Immerhin: Ex-Fußballer Per Mertesacker versuchte sich im ZDF kurz vor Anpfiff der Partie gegen Ungarn an einer Erklärung. Die Uefa habe verschiedene Interessen zu berücksichtigen; Budapest sei ein wichtiger Austragungsort der EM, so Mertesacker.

Dann gebe es da noch große Sponsoren wie Qatar Airways. Im Land des nächsten WM-Gastgebers Katar gilt das islamische Recht, die Scharia. Homosexuelle Handlungen sind in dem Golfstaat verboten. "Die wollten wahrscheinlich den Leuten nicht auf die Füße treten", fasste Mertesacker zusammen.

Zusammenbruch des Dänen Eriksen

Kritiker formulieren es so: Im Zweifel kommt Geld vor der Moral. Diese Konstellation ließ sich nach Ansicht von Klaus Zeyringer auch beim Zusammenbruch des dänischen Spielers Christian Eriksen beim Vorrundenspiel der Gruppe B gegen Finnland beobachten. Dass den traumatisierten Spielern die Verantwortung für eine Fortsetzung der Begegnung nach einer Unterbrechung von knapp zwei Stunden zugemutet wurde, hält Zeyringer für "äußerst problematisch".

Die Episode zeige aber auch, dass die eng getakteten Spielpläne inzwischen kaum mehr eine andere Wahl in solchen und anderen Fällen ließen, weil man "dem TV-Publikum dauernd Matches bieten und neoliberal alle Räume besetzen will".

Grabenkämpfe im DFB

Unterdessen zerlegte der DFB seine Ethik-Kommission. Die Grabenkämpfe im größten Einzelsportverband der Welt gehen in die Verlängerung; die Kommission ist einstweilen handlungsunfähig. Ex-Mitglied Nikolaus Schneider sieht dringenden Reformbedarf bei den großen Sport- und Fußballverbänden.

Allerdings sei er unsicher, ob der Sport allein die Kraft habe, Fehlentwicklungen zu korrigieren. "Deshalb muss die Öffentlichkeit, auch die Politik, diesen Entwicklungen höhere Aufmerksamkeit widmen", meint der ehemalige Ratsvorsitzende der Evangelischen Kirche in Deutschland.

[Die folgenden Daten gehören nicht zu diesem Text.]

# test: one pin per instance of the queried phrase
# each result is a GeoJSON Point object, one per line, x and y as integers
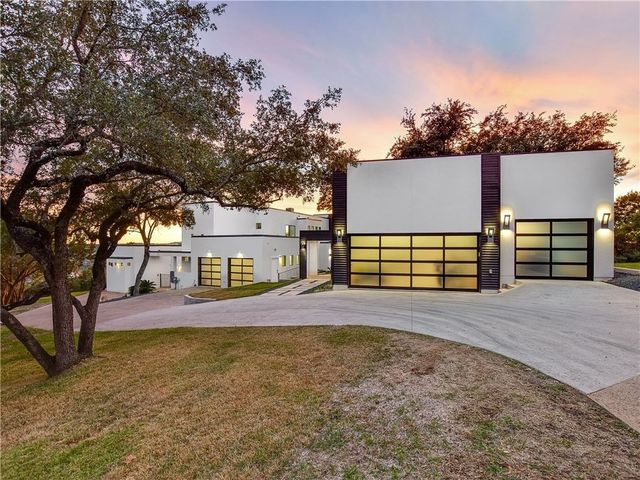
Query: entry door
{"type": "Point", "coordinates": [209, 271]}
{"type": "Point", "coordinates": [560, 249]}
{"type": "Point", "coordinates": [240, 271]}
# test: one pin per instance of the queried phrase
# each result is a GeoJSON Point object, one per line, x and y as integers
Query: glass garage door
{"type": "Point", "coordinates": [439, 261]}
{"type": "Point", "coordinates": [209, 271]}
{"type": "Point", "coordinates": [559, 249]}
{"type": "Point", "coordinates": [240, 271]}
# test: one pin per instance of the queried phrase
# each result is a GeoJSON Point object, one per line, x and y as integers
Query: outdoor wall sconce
{"type": "Point", "coordinates": [490, 233]}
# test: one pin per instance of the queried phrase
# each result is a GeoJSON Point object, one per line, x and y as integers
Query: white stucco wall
{"type": "Point", "coordinates": [426, 195]}
{"type": "Point", "coordinates": [260, 248]}
{"type": "Point", "coordinates": [558, 185]}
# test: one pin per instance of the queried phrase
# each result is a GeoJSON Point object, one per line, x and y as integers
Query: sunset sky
{"type": "Point", "coordinates": [576, 57]}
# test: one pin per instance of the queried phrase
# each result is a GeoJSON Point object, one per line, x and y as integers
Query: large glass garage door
{"type": "Point", "coordinates": [434, 261]}
{"type": "Point", "coordinates": [209, 271]}
{"type": "Point", "coordinates": [240, 271]}
{"type": "Point", "coordinates": [559, 249]}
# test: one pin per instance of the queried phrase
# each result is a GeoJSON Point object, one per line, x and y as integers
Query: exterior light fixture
{"type": "Point", "coordinates": [491, 231]}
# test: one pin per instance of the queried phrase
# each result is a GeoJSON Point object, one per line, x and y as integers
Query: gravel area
{"type": "Point", "coordinates": [626, 281]}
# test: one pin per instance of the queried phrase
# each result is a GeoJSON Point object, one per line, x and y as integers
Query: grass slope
{"type": "Point", "coordinates": [243, 291]}
{"type": "Point", "coordinates": [314, 402]}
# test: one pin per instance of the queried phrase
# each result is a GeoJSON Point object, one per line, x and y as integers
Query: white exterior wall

Hooligans und Corona-Pandemie

Zwischen Viererkette und Doppelsechs sind im Fußball ein paar falsche Fuffziger zuviel unterwegs. Bei den Spielen gegen Ungarn beschäftigten ultrarechte und gewaltbereite Hooligans der "Carpathian Brigade" die jeweiligen Sicherheitskräfte. Manches droht aus dem Ruder zu laufen.

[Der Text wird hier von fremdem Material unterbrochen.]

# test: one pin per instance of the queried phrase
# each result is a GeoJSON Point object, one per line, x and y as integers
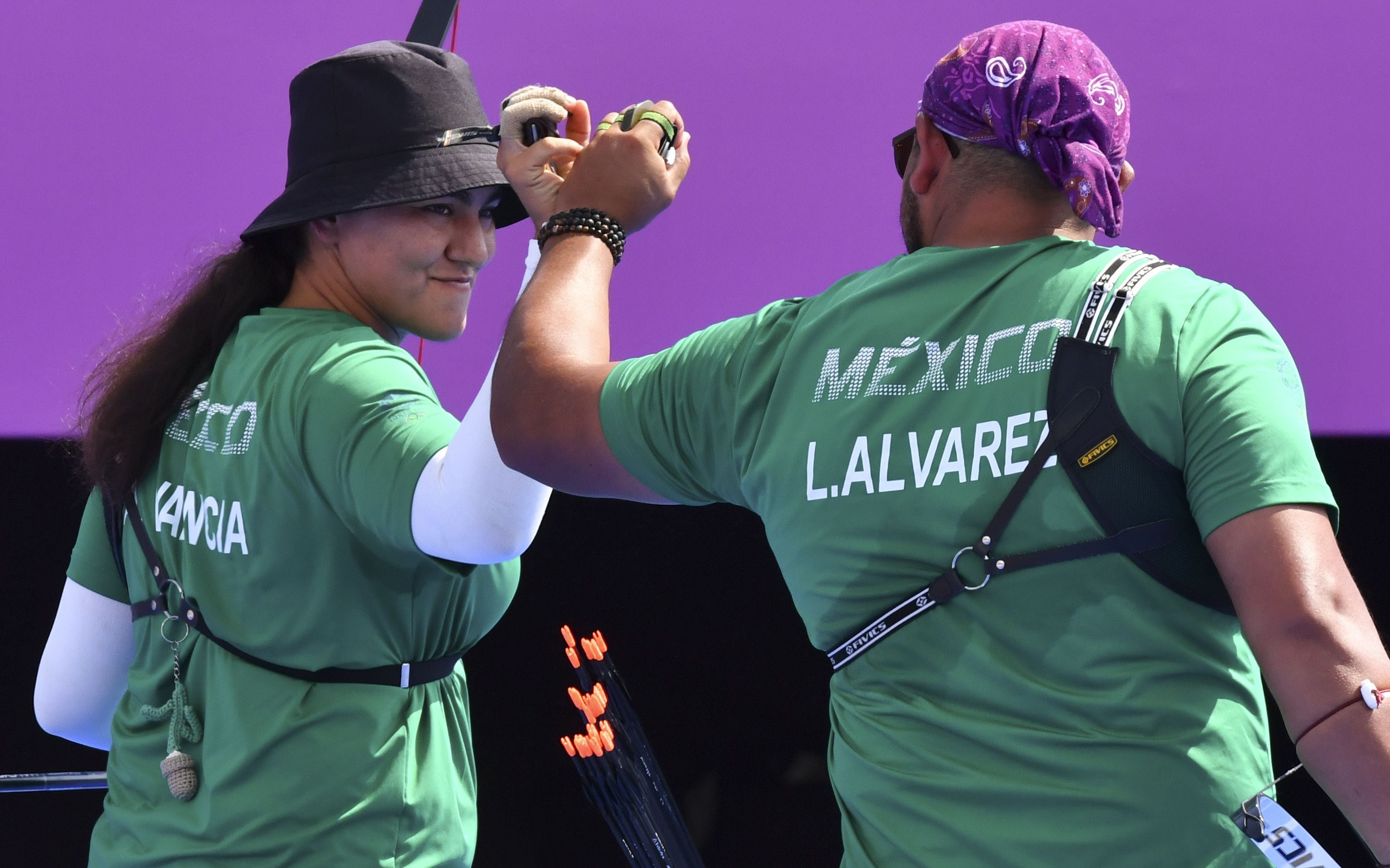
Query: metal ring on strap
{"type": "Point", "coordinates": [957, 560]}
{"type": "Point", "coordinates": [176, 620]}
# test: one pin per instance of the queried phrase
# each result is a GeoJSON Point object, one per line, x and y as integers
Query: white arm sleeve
{"type": "Point", "coordinates": [469, 506]}
{"type": "Point", "coordinates": [84, 669]}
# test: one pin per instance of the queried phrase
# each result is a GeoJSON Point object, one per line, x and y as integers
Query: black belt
{"type": "Point", "coordinates": [402, 675]}
{"type": "Point", "coordinates": [1128, 541]}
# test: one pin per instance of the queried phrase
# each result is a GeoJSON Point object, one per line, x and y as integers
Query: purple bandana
{"type": "Point", "coordinates": [1044, 92]}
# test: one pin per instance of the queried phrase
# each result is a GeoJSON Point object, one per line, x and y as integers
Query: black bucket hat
{"type": "Point", "coordinates": [384, 124]}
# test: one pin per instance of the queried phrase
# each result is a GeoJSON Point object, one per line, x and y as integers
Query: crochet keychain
{"type": "Point", "coordinates": [184, 724]}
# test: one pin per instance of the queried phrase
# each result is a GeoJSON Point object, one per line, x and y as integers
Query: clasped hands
{"type": "Point", "coordinates": [615, 171]}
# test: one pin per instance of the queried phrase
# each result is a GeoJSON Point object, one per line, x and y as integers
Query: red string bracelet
{"type": "Point", "coordinates": [1370, 695]}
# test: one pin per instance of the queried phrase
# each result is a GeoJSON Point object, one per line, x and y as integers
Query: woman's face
{"type": "Point", "coordinates": [416, 264]}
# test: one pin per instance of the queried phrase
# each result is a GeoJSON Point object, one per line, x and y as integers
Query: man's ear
{"type": "Point", "coordinates": [1126, 176]}
{"type": "Point", "coordinates": [929, 158]}
{"type": "Point", "coordinates": [326, 229]}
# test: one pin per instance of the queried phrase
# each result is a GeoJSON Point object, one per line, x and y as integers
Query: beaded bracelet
{"type": "Point", "coordinates": [586, 221]}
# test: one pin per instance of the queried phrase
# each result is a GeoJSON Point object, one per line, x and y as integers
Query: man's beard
{"type": "Point", "coordinates": [909, 220]}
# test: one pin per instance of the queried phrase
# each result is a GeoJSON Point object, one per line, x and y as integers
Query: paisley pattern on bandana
{"type": "Point", "coordinates": [1044, 92]}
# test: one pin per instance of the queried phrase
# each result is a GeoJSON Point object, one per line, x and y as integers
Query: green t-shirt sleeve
{"type": "Point", "coordinates": [1244, 419]}
{"type": "Point", "coordinates": [369, 424]}
{"type": "Point", "coordinates": [684, 420]}
{"type": "Point", "coordinates": [93, 564]}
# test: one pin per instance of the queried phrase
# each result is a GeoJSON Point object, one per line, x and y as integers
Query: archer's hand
{"type": "Point", "coordinates": [537, 173]}
{"type": "Point", "coordinates": [622, 174]}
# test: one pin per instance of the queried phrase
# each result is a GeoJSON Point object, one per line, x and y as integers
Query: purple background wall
{"type": "Point", "coordinates": [137, 137]}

Das gilt auch mit Blick auf die Corona-Lage. In Russland schnellen die Infektionszahlen in die Höhe, und beim Anblick eines proppevollen Stadions in Ungarns Hauptstadt Budapest dürfte dem ein oder anderen quarantänegebeutelten Zuschauer ein kalter Schauer über den Rücken laufen.

Eigentore - in mehrfacher Hinsicht

Irgendwie ist diese EM bislang ein Turnier der Eigentore gewesen - in vielerlei Hinsicht. Gruppenletzte sind Ethik und Moral. "The games must go on" - als nächstes steht übrigens Olympia 2020 in Tokio auf dem Programm.